The Non-Linear Nature of Organizational Change

Over the past couple of months, I have been working with a client who is focused on transforming the organizational culture of their workplace. The goal was to transform into a more communicative and transparent environment.  The process started by completing many leadership discussions, employee focus groups, internal stakeholder interviews, and observations of interactions. Then we developed a set of recommendations to be implemented immediately, over the next few months, and ongoing.

Implementing Change

To my surprise, on a recent visit to the client site (only a couple of weeks after starting the engagement), the leader expressed frustration. She didn’t see an immediate impact from some of the interventions we introduced.  Rather than becoming dismayed or matching her frustration with my own frustration, I used the conversation as a learning/teaching opportunity to discuss the non-linear nature of organizational change. How, in our pursuit of organizational change (in this case, organizational culture change), we should never expect a path that is direct, smooth, or fast.

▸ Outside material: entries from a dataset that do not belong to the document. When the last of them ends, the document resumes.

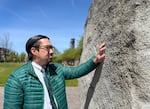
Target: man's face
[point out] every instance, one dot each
(44, 53)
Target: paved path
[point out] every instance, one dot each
(73, 94)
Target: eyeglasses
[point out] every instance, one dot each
(47, 47)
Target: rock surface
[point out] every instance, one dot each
(123, 80)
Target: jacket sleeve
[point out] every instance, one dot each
(79, 71)
(13, 94)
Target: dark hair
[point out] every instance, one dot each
(33, 42)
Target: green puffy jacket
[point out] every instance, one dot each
(23, 89)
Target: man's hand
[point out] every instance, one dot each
(100, 56)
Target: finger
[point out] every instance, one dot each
(102, 50)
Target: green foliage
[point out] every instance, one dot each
(5, 70)
(71, 53)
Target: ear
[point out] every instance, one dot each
(33, 50)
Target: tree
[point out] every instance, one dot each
(5, 44)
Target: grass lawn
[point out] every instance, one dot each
(7, 68)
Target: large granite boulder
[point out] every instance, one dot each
(122, 81)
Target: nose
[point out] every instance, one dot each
(51, 51)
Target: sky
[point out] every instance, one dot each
(60, 20)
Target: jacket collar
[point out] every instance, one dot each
(51, 69)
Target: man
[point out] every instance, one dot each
(29, 87)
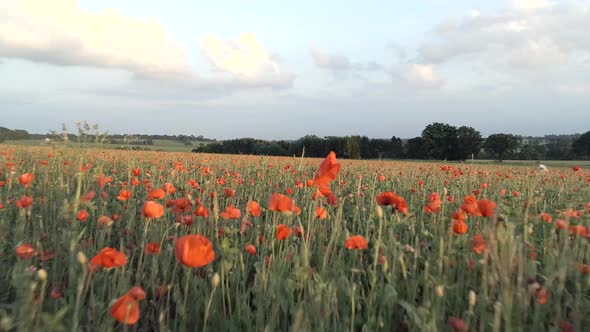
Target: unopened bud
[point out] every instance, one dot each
(42, 275)
(439, 290)
(379, 211)
(215, 280)
(472, 298)
(82, 259)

We should expect the route to be somewhat convoluted, occasionally repetitive, and even seemingly off-track at times. But, as long as we have defined objectives, an understanding of scope, and metrics (to the extent we can define them), we can point to directional correctness in relation to the big picture.  For me, this is at the essence of the non-linear nature of change.

Sustainable change does not occur overnight.

Neither the term “non-linear nature of change”, nor the topic as a discussion point is new. However, we must often remind clients of this concept to reassure them that their organizational change projects are, indeed, progressing.

The Non-Linear Organization

No specific developer has claimed the term ‘non-linear nature of change’.  As an organizational change management consultant at Accenture years ago, I first encountered this concept.  Many years later, I revisited the concept while working with my colleague and friend, Al Sullivan, founder of Inspirus Consulting.   Over the years, the concept has been discussed and explored by various researchers, scientists, and scholars across many different disciplines. Not just organizational change management. Researchers in fields such as physics, mathematics, biology, social sciences, and systems theory recognize that change often occurs in a non-linear or unpredictable manner.

The path to the end result is rarely straight.

In the context of systems thinking, the idea of non-linear change is closely related to concepts such as complexity, feedback loops, and emergence and have been influential in fields like chaos theory, complexity science, and the study of complex adaptive systems.

Embrace the Change

For our client, it was a matter of pointing out the complexity of their workforce.  We responded to the departure of key team members. Then realigned misaligned schedules and vacations to expedite training rollout. Then finally, recalibrated metrics after reviewing additional stakeholder feedback. We must include all of these variables in our understanding of the route the project is taking and potentially the trajectory but not change our desired end goal.  In fact, I reframe this type of client “frustration” as a clear sign that they are eager to see results stemming from their investments in the change effort… and we must remind them that it may take just as long to root out detrimental organizational culture and behaviors as it took the organization to form them in the first place.  Sustainable change does not occur overnight.

It was a matter of pointing out the complexity of their workforce.

For my fellow organizational change practitioners and clients seeking long-term change within their respective teams and organizations, remember the path to the end result is rarely straight.  Each perceived setback, recalibration, or re-rerouting can result in a much stronger solution that has overcome obstacles to build tighter alignment and increased buy-in from those involved/impacted by the change.